Selon le récit de ce chauffeur, joint par l'AFP, Alain Trapani et plusieurs de ses collègues l'auraient pris à partie, verbalement et physiquement, peu avant 17h vendredi alors qu'il venait récupérer une cliente «tout à fait légalement» à l'aéroport de Nice.

«M. Trapani m'a crié dessus et m'a insulté, m'a bousculé, me promettant de me "crever" comme il l'avait déjà fait pour mes quatre pneus et s'en prenant aussi à ma cliente qui a été choquée. Puis je me suis retrouvé encerclé par plusieurs de ses collègues, prenant aussi un coup de poing au passage, avant de pouvoir me dégager», a-t-il raconté à l'AFP.

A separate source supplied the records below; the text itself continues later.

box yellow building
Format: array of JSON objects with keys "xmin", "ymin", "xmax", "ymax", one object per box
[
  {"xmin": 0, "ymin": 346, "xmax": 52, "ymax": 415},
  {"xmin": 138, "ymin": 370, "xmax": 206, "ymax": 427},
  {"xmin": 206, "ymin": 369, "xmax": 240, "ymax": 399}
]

Menace de blocage du Mipim de Cannes

À l'annonce de la garde à vue, une vingtaine d'artisans taxis ont entamé un barrage filtrant à l'aéroport de Nice, avant qu'une soixantaine d'entre eux ne viennent manifester devant les locaux de la Police aux frontières (PAF), où Alain Trapani était placé en garde à vue.

Alain Trapani, qui est également vice-président de la Fédération française des taxis de province (FFTP), est ressorti samedi après-midi avec une convocation devant un tribunal le 2 juillet.

Il doit être reçu en préfecture vendredi -un rendez-vous pris avant les incidents- pour évoquer la concurrence des compagnies VTC, a-t-il précisé à l'AFP après sa garde à vue.

Les taxis niçois menacent, s'ils n'obtiennent pas gain de cause, de bloquer le marché international des professionnels de l'immobilier (MIPIM) de Cannes, le plus grand marché international des professionnels de l'immobilier, qui se déroule à Cannes du 10 au 13 mars.